Based “loosely” around the Redwall series, it made dramatic turns on the conventions of Brian Jacques. Burhur the Badger, my personal champion, sought conquest of the seas in his ship The Nemo, fighting under the banner of some righteous cause that must have been a strange twist on one of my mother’s many minute moral pronouncements. So, Burhur set sail, chanting the anthem of “Sift the Kitty Litter!” with all two of his crew-men (I couldn’t think of more than two—not coincidentally the number of friends I presently had).
The first chapter, coming in at 35 pages of unedited, illegible cursive, chronicled Burhur’s inability to write his memoir, and his eventual six-page seasickness. The manuscript had a long way to go. But, eventually it would be published. And when it was, everyone in Mrs. Bowden’s fourth grade class—nay, the entire school—would read it and be so swept away by its perilous adventures that I’d at last be able to enlist the hearties I needed for my own life's adventure. We'd be Burhur and his badgers.
Alas, Nemo, its crew, Burhur, and the spittoon that he unleashed his chronically upset stomach into are entombed in my Mother’s storage unit, buried beneath some old Halloween issues of Family Fun magazine, and a tupper-ware container filled with disposable forks. Frozen in time, another of my creations mummified at infancy.
And since fourth grade and the failure of my novel I’ve resolved myself to the inevitability of failure. But, my idiot optimism hasn’t allowed me to resolve myself to avoiding it. A sketch comedy club, a sandwich foodcart, cross-campus capture the flag, The Murmur (rip-off of The Onion), two screenplays, and an entrepreneurial idea that I can’t shut up about; my history here at Colby is in the Trash section of your email and the overstuffed recycling bins of your dorms.
Many of my endeavors have succeeded, though, and more importantly my friends' ideas have, too. An idea that is successfully shared and appreciated is the closest thing to liberation that I know. It is liberation from the confines of our solitary minds, and so even a botched attempt is worthwhile. For every piece of art, failed or otherwise, is like a radio hail made on a channel giving off only static.
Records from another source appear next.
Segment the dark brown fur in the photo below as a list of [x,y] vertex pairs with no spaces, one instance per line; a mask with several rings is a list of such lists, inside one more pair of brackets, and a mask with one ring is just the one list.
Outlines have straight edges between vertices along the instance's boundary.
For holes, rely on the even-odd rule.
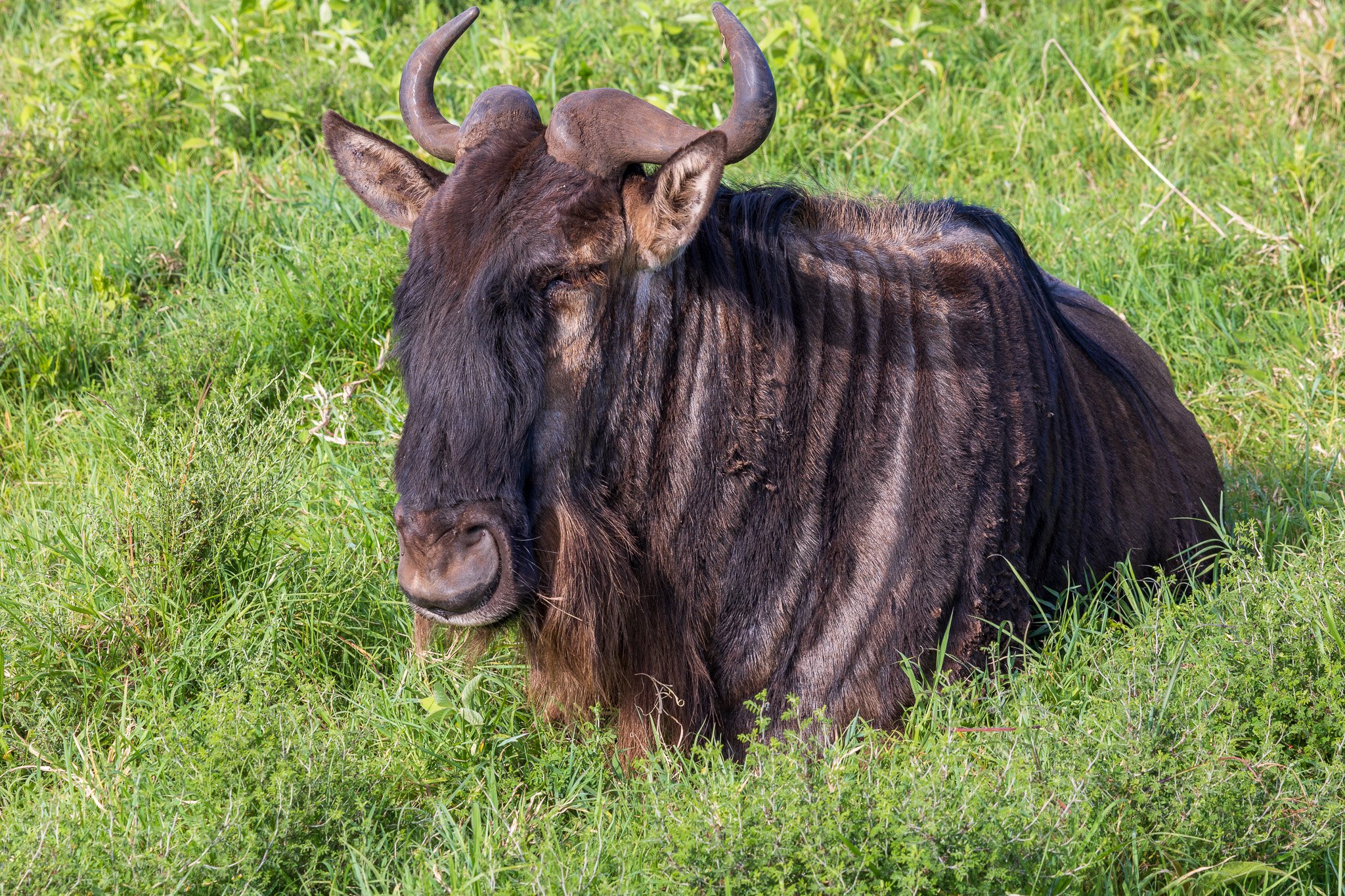
[[502,508],[547,712],[612,708],[632,748],[736,751],[761,692],[894,725],[940,645],[956,670],[1026,635],[1018,575],[1208,537],[1219,470],[1162,360],[998,216],[721,189],[650,269],[642,179],[500,130],[395,296],[402,502]]

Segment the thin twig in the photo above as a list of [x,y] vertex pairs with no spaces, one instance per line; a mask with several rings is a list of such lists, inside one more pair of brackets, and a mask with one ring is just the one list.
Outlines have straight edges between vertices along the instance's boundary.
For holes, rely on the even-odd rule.
[[1256,224],[1251,223],[1250,220],[1247,220],[1245,218],[1243,218],[1241,215],[1239,215],[1237,212],[1235,212],[1232,208],[1229,208],[1224,203],[1215,203],[1215,204],[1224,210],[1224,214],[1228,215],[1228,220],[1233,222],[1235,224],[1237,224],[1243,230],[1247,230],[1247,231],[1250,231],[1252,234],[1256,234],[1262,239],[1268,239],[1268,240],[1276,242],[1276,243],[1291,243],[1291,242],[1294,242],[1294,238],[1290,236],[1289,234],[1283,234],[1280,236],[1276,236],[1275,234],[1267,234],[1264,230],[1262,230]]
[[1075,60],[1069,58],[1069,54],[1065,52],[1065,48],[1061,47],[1060,42],[1056,40],[1054,38],[1049,39],[1045,43],[1045,46],[1042,46],[1042,48],[1041,48],[1041,77],[1042,77],[1042,79],[1046,78],[1046,51],[1050,50],[1052,46],[1054,46],[1056,50],[1060,51],[1060,55],[1065,58],[1065,63],[1069,64],[1069,69],[1075,73],[1075,77],[1079,78],[1079,83],[1081,83],[1084,86],[1084,90],[1088,93],[1088,98],[1093,101],[1093,105],[1098,106],[1098,111],[1102,113],[1102,120],[1106,121],[1107,125],[1112,130],[1116,132],[1116,136],[1120,137],[1122,141],[1124,141],[1124,144],[1127,146],[1130,146],[1130,150],[1132,153],[1135,153],[1137,156],[1139,156],[1139,160],[1142,163],[1145,163],[1146,165],[1149,165],[1149,171],[1151,171],[1155,175],[1158,175],[1158,180],[1161,180],[1165,184],[1167,184],[1167,189],[1170,189],[1174,193],[1177,193],[1178,196],[1181,196],[1182,201],[1186,203],[1188,206],[1190,206],[1190,208],[1192,208],[1193,212],[1196,212],[1197,215],[1200,215],[1201,218],[1204,218],[1205,222],[1210,227],[1213,227],[1219,232],[1220,236],[1223,236],[1223,238],[1227,239],[1228,234],[1224,232],[1224,228],[1220,227],[1219,224],[1216,224],[1215,219],[1210,218],[1209,215],[1206,215],[1205,211],[1200,206],[1197,206],[1196,203],[1193,203],[1190,200],[1190,196],[1188,196],[1182,191],[1177,189],[1177,184],[1174,184],[1173,181],[1167,180],[1167,175],[1165,175],[1163,172],[1158,171],[1158,167],[1154,165],[1154,163],[1149,161],[1149,157],[1145,156],[1145,153],[1139,152],[1139,146],[1137,146],[1130,140],[1130,137],[1126,136],[1126,132],[1120,129],[1120,125],[1118,125],[1116,121],[1115,121],[1115,118],[1111,117],[1111,113],[1107,111],[1107,106],[1102,105],[1102,99],[1098,99],[1098,94],[1095,94],[1093,90],[1092,90],[1092,87],[1088,85],[1088,79],[1084,78],[1084,75],[1083,75],[1081,71],[1079,71],[1079,66],[1075,64]]
[[1143,227],[1145,224],[1147,224],[1149,219],[1154,216],[1154,212],[1162,208],[1163,203],[1166,203],[1171,197],[1173,197],[1173,191],[1169,189],[1166,193],[1163,193],[1163,197],[1158,200],[1158,204],[1150,208],[1149,214],[1139,220],[1139,226]]
[[909,97],[907,97],[905,99],[902,99],[900,106],[897,106],[896,109],[893,109],[892,111],[889,111],[888,114],[885,114],[882,118],[880,118],[878,124],[876,124],[873,128],[869,128],[869,130],[865,132],[863,137],[859,137],[859,140],[854,141],[854,145],[850,146],[850,152],[854,152],[855,149],[858,149],[859,145],[863,144],[865,140],[868,140],[869,137],[872,137],[874,134],[874,132],[878,130],[878,128],[881,128],[882,125],[885,125],[889,121],[892,121],[892,118],[898,111],[901,111],[902,109],[905,109],[907,106],[909,106],[911,102],[916,97],[919,97],[920,94],[923,94],[923,93],[924,93],[924,87],[921,87],[920,90],[915,91],[913,94],[911,94]]

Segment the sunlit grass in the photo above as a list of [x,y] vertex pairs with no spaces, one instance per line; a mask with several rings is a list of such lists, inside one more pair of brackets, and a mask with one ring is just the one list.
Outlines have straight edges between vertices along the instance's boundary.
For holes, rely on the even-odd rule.
[[[0,892],[1345,892],[1341,8],[734,8],[780,117],[730,177],[1001,211],[1171,367],[1229,486],[1217,583],[1038,595],[1028,658],[902,732],[623,770],[533,715],[511,637],[409,654],[406,243],[316,126],[408,142],[401,63],[457,9],[0,0]],[[441,103],[709,124],[706,13],[488,5]]]

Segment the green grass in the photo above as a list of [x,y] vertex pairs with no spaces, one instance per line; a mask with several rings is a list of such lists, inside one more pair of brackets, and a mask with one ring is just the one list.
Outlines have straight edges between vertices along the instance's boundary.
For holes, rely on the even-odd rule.
[[[623,770],[533,715],[512,638],[409,654],[406,242],[316,125],[406,141],[401,62],[456,8],[0,0],[0,893],[1345,893],[1341,5],[734,5],[780,117],[730,176],[1005,214],[1170,364],[1229,485],[1217,583],[1120,574],[902,732]],[[706,124],[706,13],[488,5],[443,105]],[[1049,38],[1228,238],[1153,211]]]

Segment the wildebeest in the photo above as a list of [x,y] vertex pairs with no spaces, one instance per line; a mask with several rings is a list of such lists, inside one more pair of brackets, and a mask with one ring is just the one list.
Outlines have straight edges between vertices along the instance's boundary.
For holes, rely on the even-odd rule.
[[542,711],[615,711],[636,750],[741,750],[761,692],[893,725],[912,669],[1026,634],[1024,582],[1158,567],[1220,504],[1163,361],[993,212],[722,185],[775,85],[714,16],[734,89],[709,132],[617,90],[543,125],[511,86],[455,126],[432,85],[476,9],[402,74],[451,175],[323,120],[410,231],[398,582],[425,619],[516,618]]

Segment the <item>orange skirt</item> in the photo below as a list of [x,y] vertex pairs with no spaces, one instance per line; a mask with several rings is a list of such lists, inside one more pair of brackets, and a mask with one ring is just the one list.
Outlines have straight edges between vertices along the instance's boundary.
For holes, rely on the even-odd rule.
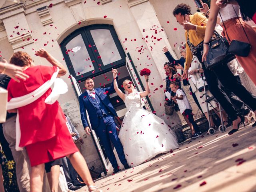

We only ache to hear a “roger that”.
With that I make this call to arms: join me for the inaugural open mic night at Foss, at a date to be announced. I want slam poetry, interpretative dance, Houdini impersonations, throat-singing, sketch comedy. I’ve enlisted many collaborators already, but I’m looking for more. By the alchemy of art, I’d like to turn you all into badgers.